I was a bit worried when I got to the chapter on Owen Hart. I still remember how in Tonight…In This Very Ring, Keith openly blamed Vince for Owen’s death, even saying (and this is a direct quote) “I hope there is an afterlife and I hope Vince McMahon burns in hell forever for taking Owen Hart away from me and anyone else who calls himself a wrestling fan.” Keith begins the chapter discussing how he was watching the “Over the Edge” PPV but was out of the room when the actual fall happened and how he hated the idea of Vince keeping the show going afterward. That’s followed by a nice bio of Owen’s career where it’s clear Keith really enjoyed watching the man perform as he had something special while behind the scenes was a good guy who was smart with his money.

However, I was rather surprised by how Keith’s venom toward Vince over Owen has lessened. Oh, he still has anger but he no longer seems to think Vince killed the man. He openly says that while Vince may be a money driven jerk, it was a tragic accident. Considering how many times the cable stunt had been used, it was probably inevitable that this was going to happen eventually and Owen was the unlucky one. Keith does go into the fallout and how it tore the family apart but doesn’t take sides in it. He also seems to have pulled back on how the Owen tribute show wasn’t a true testament to the man as Keith says that “it’s safe to say no one in his own family would have known what (Owen) wanted at the best of times.” Maybe this is a case of time healing wounds as Keith acknowledges it as a tragic loss but not quite the venom he once had.
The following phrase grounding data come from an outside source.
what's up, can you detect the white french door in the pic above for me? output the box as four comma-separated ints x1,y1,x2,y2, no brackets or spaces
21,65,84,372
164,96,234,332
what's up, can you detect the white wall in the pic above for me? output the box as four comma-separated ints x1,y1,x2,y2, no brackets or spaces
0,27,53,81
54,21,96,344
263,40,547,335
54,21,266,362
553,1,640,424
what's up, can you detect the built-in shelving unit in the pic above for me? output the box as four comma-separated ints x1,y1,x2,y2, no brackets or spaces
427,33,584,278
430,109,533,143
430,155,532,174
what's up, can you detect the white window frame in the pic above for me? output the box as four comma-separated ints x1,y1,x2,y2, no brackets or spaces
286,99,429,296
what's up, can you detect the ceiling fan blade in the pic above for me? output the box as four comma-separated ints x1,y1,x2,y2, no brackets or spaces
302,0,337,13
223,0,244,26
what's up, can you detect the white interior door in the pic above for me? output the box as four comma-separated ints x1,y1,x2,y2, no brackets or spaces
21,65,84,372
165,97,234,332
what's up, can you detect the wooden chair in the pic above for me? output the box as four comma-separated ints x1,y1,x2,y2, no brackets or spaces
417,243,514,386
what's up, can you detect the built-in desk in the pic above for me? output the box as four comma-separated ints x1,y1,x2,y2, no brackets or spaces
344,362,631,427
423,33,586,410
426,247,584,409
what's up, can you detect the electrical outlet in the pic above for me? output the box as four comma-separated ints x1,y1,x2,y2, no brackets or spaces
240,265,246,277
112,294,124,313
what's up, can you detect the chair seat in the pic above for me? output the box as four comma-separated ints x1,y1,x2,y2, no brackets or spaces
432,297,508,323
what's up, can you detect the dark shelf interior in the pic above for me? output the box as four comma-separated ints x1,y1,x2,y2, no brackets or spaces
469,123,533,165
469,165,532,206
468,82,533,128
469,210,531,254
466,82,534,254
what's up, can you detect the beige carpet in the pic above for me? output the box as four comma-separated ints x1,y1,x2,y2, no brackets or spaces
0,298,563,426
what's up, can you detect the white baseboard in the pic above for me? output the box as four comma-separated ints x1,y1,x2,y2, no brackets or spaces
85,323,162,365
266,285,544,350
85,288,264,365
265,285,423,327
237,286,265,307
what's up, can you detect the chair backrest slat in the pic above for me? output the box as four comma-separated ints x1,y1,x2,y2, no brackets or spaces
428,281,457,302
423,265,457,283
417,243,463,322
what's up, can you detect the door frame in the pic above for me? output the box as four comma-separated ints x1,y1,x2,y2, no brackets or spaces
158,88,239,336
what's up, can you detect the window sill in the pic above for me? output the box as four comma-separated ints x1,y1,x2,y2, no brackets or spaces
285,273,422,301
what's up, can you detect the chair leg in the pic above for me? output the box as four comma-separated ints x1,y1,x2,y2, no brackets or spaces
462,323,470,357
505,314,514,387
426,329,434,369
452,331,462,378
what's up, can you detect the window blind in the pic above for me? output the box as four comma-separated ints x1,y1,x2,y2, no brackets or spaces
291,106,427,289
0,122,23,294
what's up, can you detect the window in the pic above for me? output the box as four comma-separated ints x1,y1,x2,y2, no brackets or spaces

This connects as well to Bret Hart as Keith does add new material to the Bret chapter on his time post-Montreal. There’s also an addition midway through talking about the Summer Slam 92 match with Davey Boy as Keith criticizes Bret for claiming he alone carried the match and says that Bret is way too critical on details of the match. I find that rather laughable as Keith is notorious for taking away stars from matches for the tiniest errors. However, the man does acknowledge that Bret’s own self-pride has ever been his biggest flaw.
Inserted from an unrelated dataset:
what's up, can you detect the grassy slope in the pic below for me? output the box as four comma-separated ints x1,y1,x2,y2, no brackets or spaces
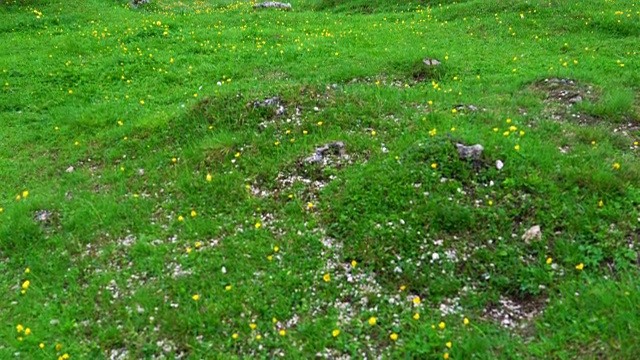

The bulk of the book, of course, is Benoit and here’s where I find Keith’s words intriguing. The man was always a massive Benoit mark, he openly admits it and thus it must be hard to him to accept any of this. How world you feel if the man you held as an example of all that was good and right about wrestling ended up not only killing his family and himself but did more damage to the industry’s image than Vince ever could? Like everyone else, Keith can’t offer an easy answer although he tires his best when discussing Benoit’s life.

It’s interesting to note how Keith’s love and respect of Benoit doesn’t close him to how the man brought a lot on himself. He notes how a lot of the concussion damage Benoit suffered was because he refused to protect himself from chair shots or flying head butts to make it look real. In fact, Keith acknowledges the same points made by Ring of Hell that Benoit’s utter seriousness about the in-ring action was pretty much a set-up for disaster and that it was inevitable he’d do something drastic, even if no one could have imagined this. It’s telling how Brian Pillman also was dedicated to doing whatever it took to be in the ring and, as Keith illustrates in his chapter on Pillman, destroyed himself thanks to that attitude. It’s a shame Benoit never took that lesson to heart.
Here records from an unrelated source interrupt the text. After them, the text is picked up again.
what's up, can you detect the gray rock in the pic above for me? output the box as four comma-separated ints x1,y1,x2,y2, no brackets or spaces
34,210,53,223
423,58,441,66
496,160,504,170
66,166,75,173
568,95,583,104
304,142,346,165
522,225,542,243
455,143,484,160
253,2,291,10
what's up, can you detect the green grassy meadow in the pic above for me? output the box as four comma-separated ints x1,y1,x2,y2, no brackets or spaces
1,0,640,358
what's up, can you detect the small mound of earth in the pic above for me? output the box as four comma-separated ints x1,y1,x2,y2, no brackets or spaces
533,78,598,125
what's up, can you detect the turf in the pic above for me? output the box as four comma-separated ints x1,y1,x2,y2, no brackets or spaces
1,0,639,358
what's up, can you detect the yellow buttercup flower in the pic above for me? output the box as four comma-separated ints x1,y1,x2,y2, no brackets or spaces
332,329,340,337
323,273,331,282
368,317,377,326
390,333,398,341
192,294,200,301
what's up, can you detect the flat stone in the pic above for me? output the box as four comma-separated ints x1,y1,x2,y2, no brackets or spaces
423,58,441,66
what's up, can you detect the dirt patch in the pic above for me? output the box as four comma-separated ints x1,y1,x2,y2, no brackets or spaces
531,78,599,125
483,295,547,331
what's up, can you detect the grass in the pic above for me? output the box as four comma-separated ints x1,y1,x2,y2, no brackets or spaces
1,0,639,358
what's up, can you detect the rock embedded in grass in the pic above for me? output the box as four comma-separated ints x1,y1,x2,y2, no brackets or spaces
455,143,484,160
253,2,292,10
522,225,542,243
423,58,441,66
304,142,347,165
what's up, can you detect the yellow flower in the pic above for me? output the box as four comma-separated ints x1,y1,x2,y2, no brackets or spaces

A part of the book that’s gotten discussion is the section where Keith talks about wrestlers who have died early over the years. It seems a lot of cases are Keith talking about wrestlers he really liked such as Terry Gordy, Chris Candido and Curt Henning. He notes their flaws and private stuff but seems to put more of the blame on the business itself and less on the individual. Again, Keith makes some errors in the bios and some of his random judgments such as talking about Junkyard Dog messing up his life with cocaine despite the fact the man ended up dying in a car accident. His bio on Hawk is nice for how the Road Warriors changed the business but he does seem snotty talking about Animal spitting on their legacy teaming with Heindrich, as if the man should have put his entire life on hold just because Hawk died. In his entry on Elizabeth, Keith does nicely sum up how and why the Elizabeth/Savage act worked so well but his statement of her as a “symbol of female empowerment” seems a tad off to say the least. Naturally, Eddie Guerrero gets a focus and you can tell the sadness Keith has at how a man who seemd to have gotten back on track suddenly fell like that. Of course, he points out how it affected Benoit’s mind more and while he mentions WWE cashing in on his memory, he goes into no detail more than that, an odd omission. It also seems off to talk on Big Bossman or Terry Gordy who didn’t seem the steriod type but he still talks of them messing up lives with drugs.

The last two chapters talk a lot about the whole steroid issue, including Vince’s clashes with the government in 1994 and 2007 and it’s a bit difficult to see what Keith is trying to say here. One minute he says it’s the wrestlers’ own fault for doing this but the next he blames promoters (especially Vince) for how they encourage such things but then he says it’s the fans who want wrestlers and matches bigger and better and they shoulder the blame for it all. Keith acknowledges just about all wrestlers take steroids but that many go overboard with it and promoters turn a blind eye. He puts blame on Vince for allowing it all and enjoying the jacked-up wrestler image and mocks the Wellness Policy as ineffective. At the same time, he does acknowledge that WWE at least has some standards while TNA doesn’t have a public policy and no problem picking up someone like Kurt Angle who was let go from WWE due to his erratic behavior.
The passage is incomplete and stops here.